И вдруг, пока он млел в сонной истоме, его слуха коснулись звуки труб и струнных инструментов; в дальнем конце заполненной людьми террасы, под приглушенный аккомпанемент барабана, заиграл городской оркестр. Везин любил музыку, хорошо ее знал и даже, тайком от друзей, сочинял немудреные мелодии с тихими аккордами, которые он, сидя в одиночестве, наигрывал с помощью левой педали. И эта плывущая меж деревьев музыка, которую наигрывал невидимый и, без сомнения, очень живописный оркестр, глубоко его тронула. Однако он не узнавал ни одной исполняемой музыкантами вещи; впечатление было такое, будто они просто импровизируют, без дирижера. К тому же в этих мелодиях не было хорошо прослеживаемого ритма, начинались они и кончались как-то странно, как если бы в эоловой арфе наигрывал ветер. Музыка была такой же неотъемлемой составляющей окружающего пейзажа, как догорающий солнечный свет и слабо вздыхающий ветер; и нежные ноты, выводимые старомодными печальными трубами, перемежаясь с более резкими аккордами струи, утопавших в мерной пульсации барабана, буквально завораживали.
Во всем этом присутствовало какое-то колдовское очарование. Странно безыскусная музыка была похожа на мелодичное шуршание листвы, на пение ночного бриза в оснастке невидимого корабля или — это сравнение поразило его неожиданной меткостью — на тоскливое завывание диких животных под луной… И, еще раз прислушавшись, он действительно стал различать жалобные, поразительно похожие на человеческие вопли котов, справляющих на ночных крышах свои свадьбы; крики повторялись через неравные промежутки времени, то усиливаясь, то ослабевая, — казалось, кошачья стая где-то высоко в небе торжественным хором прославляла луну.
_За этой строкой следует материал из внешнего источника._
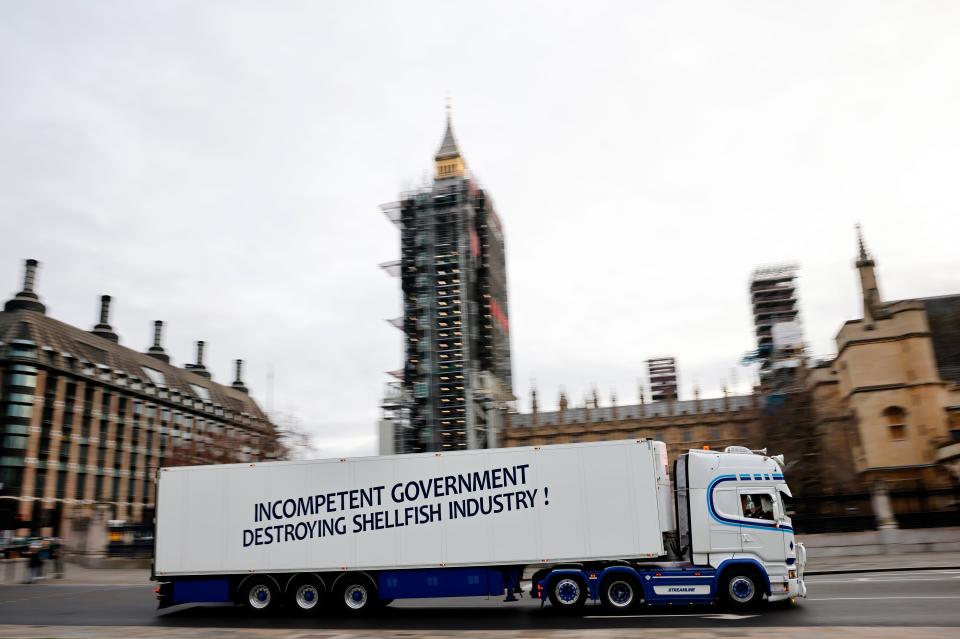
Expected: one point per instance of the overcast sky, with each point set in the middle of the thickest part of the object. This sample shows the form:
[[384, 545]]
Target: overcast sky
[[219, 166]]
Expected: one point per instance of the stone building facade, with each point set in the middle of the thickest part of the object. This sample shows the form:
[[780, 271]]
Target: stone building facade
[[682, 425], [86, 422], [896, 379]]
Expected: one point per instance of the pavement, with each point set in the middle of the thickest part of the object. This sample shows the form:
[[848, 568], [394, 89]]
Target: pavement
[[892, 561], [844, 600]]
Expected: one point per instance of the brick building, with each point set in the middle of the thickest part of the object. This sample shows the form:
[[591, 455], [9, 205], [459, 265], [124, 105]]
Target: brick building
[[86, 422]]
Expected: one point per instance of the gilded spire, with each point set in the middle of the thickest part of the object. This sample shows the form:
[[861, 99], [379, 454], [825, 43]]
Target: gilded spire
[[864, 256], [449, 162]]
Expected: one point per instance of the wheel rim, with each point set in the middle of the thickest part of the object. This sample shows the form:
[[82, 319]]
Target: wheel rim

Сознавая всю странность этого сравнения, Везин тем не менее чувствовал, что оно передает его впечатление от игры оркестра куда выразительнее, чем любое другое. Инструменты играли с невероятно странными интервалами, а крещендо и диминуэндо столь резко сменялись в странном смешении аккордов и диссонансов, что сравнение с кошачьим концертом становилось просто неизбежным. Однако, как ни странно, общее благозвучие сохранялось, а диссонансы, издаваемые полуразбитыми инструментами, были так необычны, что отнюдь не терзали слух.
Долгое время по своему обыкновению Везин всей душой отдавался звукам этой фантастической музыки и вернулся в гостиницу, когда уже начало смеркаться…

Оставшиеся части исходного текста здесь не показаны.